If you live in or are visiting the San Francisco, Calif., area, why not visit the San Francisco Conservatory of Flowers?
- Located in San Francisco’s Golden Gate Park, the Victorian greenhouse is the oldest wood and class conservatory in North America and is a historical landmark (it was built in 1878 for $30,000). It fell into disrepair and was restored for $25 million from 1999 to 2003.
- The Conservatory has a 60-foot-tall center dome that weighs 14.5 tons, and the 26,000-square-foot building has a total of 16,800 window panes weighing 25 tons.
- The Conservatory of Flowers is divided into five main exhibits housing 1,700 plant species. Displays include Special Exhibits, Potted Plants, Lowland Tropics, Highland Tropics and Aquatic Plants.
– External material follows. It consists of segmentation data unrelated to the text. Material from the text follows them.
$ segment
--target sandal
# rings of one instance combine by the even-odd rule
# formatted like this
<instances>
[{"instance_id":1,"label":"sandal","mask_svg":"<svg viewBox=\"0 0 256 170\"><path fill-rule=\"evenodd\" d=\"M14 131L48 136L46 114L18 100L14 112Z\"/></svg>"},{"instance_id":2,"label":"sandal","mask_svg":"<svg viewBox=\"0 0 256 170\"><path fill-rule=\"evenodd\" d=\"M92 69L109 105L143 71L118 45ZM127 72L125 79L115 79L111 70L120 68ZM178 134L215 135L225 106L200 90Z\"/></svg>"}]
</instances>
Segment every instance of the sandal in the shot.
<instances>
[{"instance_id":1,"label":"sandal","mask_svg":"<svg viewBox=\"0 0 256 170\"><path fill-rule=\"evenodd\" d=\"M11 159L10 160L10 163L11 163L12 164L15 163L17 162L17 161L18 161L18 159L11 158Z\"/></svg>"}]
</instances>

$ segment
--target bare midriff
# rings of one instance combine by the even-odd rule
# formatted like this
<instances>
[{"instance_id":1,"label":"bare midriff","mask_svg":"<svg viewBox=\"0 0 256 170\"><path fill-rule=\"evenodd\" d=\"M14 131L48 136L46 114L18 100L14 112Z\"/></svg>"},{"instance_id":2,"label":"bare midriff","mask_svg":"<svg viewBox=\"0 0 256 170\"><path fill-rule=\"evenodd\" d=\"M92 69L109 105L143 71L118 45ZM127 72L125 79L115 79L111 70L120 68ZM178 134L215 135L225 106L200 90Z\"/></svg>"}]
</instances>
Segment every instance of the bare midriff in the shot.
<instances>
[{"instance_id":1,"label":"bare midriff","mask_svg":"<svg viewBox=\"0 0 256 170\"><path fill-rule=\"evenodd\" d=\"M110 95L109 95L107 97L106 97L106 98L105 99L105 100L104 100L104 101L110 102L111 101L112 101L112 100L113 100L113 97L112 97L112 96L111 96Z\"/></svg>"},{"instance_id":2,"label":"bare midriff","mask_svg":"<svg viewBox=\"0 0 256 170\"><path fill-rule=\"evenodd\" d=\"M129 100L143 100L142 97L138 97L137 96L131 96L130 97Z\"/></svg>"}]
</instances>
- The Highland Tropics gallery is a cool-temperature exhibit of mountain trees, ferns and orchids. The Conservatory of Flowers is only one of four institutions in the united States to display a Highland Tropics exhibit. The Lowland Tropics exhibit, on the other hand, is warm and steamy. This exhibit is home to the Conservatory’s oldest plants, including the 100-year-old giant Imperial Philodendron known as ‘Phil.’
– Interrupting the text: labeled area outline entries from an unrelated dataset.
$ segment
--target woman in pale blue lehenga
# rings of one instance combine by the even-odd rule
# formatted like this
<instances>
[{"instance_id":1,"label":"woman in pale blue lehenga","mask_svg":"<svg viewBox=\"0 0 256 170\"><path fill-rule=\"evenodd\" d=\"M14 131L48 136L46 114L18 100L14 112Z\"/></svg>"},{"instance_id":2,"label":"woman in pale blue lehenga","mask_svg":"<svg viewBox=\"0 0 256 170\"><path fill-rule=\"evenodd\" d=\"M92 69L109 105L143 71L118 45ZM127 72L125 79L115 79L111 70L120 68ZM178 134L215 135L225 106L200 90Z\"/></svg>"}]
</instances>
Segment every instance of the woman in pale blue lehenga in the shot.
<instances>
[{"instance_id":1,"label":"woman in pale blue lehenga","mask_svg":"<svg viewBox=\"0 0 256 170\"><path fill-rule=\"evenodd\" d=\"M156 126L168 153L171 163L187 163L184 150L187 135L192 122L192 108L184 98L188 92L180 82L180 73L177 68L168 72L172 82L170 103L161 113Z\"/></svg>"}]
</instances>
- The Potted Plants Gallery at the San Francisco Conservatory of Flowers can serve as great inspiration for balcony container gardeners living in or visiting the Bay Area. Rare flowering plants grow out of colorful and unique containers, including an urn from San Francisco’s 1915 Panama-Pacific International Exposition, copper containers from India, Javanese palm pots and so much more.
- A corpse flower (Amorphophallus titanum) bloomed in May 2005, which attracted more than 16,000 visitors. The flower, which smells like rotting flesh, to bloom. The flower can grow as high as 10 feet tall and reach a diameter of 4 feet. Sometimes these flowers never bloom, and if they do, the blooms only last for a few days.
- Before your visit, check the website to see what’s currently in bloom at the Conservatory of Flowers.
- The Conservatory of Flowers has five exhibit spaces that can be rented for special events, including weddings and other events.
- Visit the Conservatory of Flowers' website’s Upcoming Events section to see what special events are coming up, including workshops, theater performances, special exhibits and more.
San Francisco Conservatory of Flowers Quick Info
100 John F Kennedy Dr San Francisco, CA 94118
$7 adults, $5 for seniors, students with ID and children 12 to 17, $2 children 5 to 11 (San Francisco residents get reduced admission with proof of residency). Free admission on the first Tuesday of each month.
Open 10am to 4:30pm Tuesday to Sunday. Closed Mondays except Memorial Day and Labor Day. Closed Thanksgiving, Christmas Eve, Christmas Day, New Years Eve and New Years Day.